Sockets are platform-specific. Please consider asking in the newsgroup
dedicated to your OS/platform.

V
 
T

Tobias Müller

Leigh Johnston said:
Off-topic.

HTH.

/Leigh

Not everyone knows that sockets are platform specific and there is no
standard C++ API. You could at least point that out.

To the topic, I don't think that it is possible to close connections of a
different process. You can just kill those processes.
But a connection in CLOSE_WAIT just means that the other peer has already
closed the connection. If the child process is implemented correctly, it
just closes those connections and there won't be any zombie connections.

Tobi
 
8

88888 Dihedral

Not everyone knows that sockets are platform specific and there is no
standard C++ API. You could at least point that out.
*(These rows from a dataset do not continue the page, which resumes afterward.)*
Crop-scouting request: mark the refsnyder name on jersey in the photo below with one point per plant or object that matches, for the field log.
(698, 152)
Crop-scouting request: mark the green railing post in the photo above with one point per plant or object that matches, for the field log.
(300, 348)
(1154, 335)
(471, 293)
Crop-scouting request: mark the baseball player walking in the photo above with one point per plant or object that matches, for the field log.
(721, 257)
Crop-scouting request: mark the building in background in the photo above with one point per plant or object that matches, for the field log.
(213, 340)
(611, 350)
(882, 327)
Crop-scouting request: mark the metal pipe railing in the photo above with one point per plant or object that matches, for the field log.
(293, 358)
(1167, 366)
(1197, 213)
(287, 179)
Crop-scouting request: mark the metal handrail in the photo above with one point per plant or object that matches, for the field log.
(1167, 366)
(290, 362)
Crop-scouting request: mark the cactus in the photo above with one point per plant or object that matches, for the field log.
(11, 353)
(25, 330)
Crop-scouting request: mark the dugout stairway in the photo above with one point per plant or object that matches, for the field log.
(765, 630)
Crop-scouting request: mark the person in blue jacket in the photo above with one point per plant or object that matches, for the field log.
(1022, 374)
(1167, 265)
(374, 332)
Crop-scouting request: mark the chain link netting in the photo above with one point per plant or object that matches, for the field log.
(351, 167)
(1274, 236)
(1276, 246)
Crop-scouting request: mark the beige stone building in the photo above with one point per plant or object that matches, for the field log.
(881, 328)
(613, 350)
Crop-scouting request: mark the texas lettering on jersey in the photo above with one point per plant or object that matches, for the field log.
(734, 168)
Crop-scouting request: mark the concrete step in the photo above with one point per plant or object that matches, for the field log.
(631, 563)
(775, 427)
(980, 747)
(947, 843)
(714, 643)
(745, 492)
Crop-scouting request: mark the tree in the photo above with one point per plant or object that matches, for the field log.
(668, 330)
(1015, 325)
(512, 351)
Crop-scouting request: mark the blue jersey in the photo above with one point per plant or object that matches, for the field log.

To the topic, I don't think that it is possible to close connections of a
different process. You can just kill those processes.
But a connection in CLOSE_WAIT just means that the other peer has already
closed the connection. If the child process is implemented correctly, it
just closes those connections and there won't be any zombie connections.

Tobi

This kind of trivial jobs in shell scripts that can be invoked by a C++ program
to spawn a process is really boring.

In POSIX compatible OSes the standard output can be directed to a file.
 
J

Jorgen Grahn

I need to write a code that forcibly closes connections that are in
CLOSE_WAIT status. It should run at a father process and constantly
check the forked child processes(servers). I need this code to work on
Unix/Linux, thus usage of WINAPI is not possible.

My question is:

1) Should I use netstat through code and parse the result to learn
which socket is in a CLOSE_WAIT situation?

2) Is there any C++ code that enables me to easily get socket status,
given the file descriptor number?

3) If you have any other ideas/recommendations please share.

Like others mentioned, go seek advice in some Unix/Linux/POSIX group,
and/or refer to W R Stevens' books. Also mention there what the actual
problem is that you're trying to solve -- the way you're trying to do
it is almost certainly the wrong approach.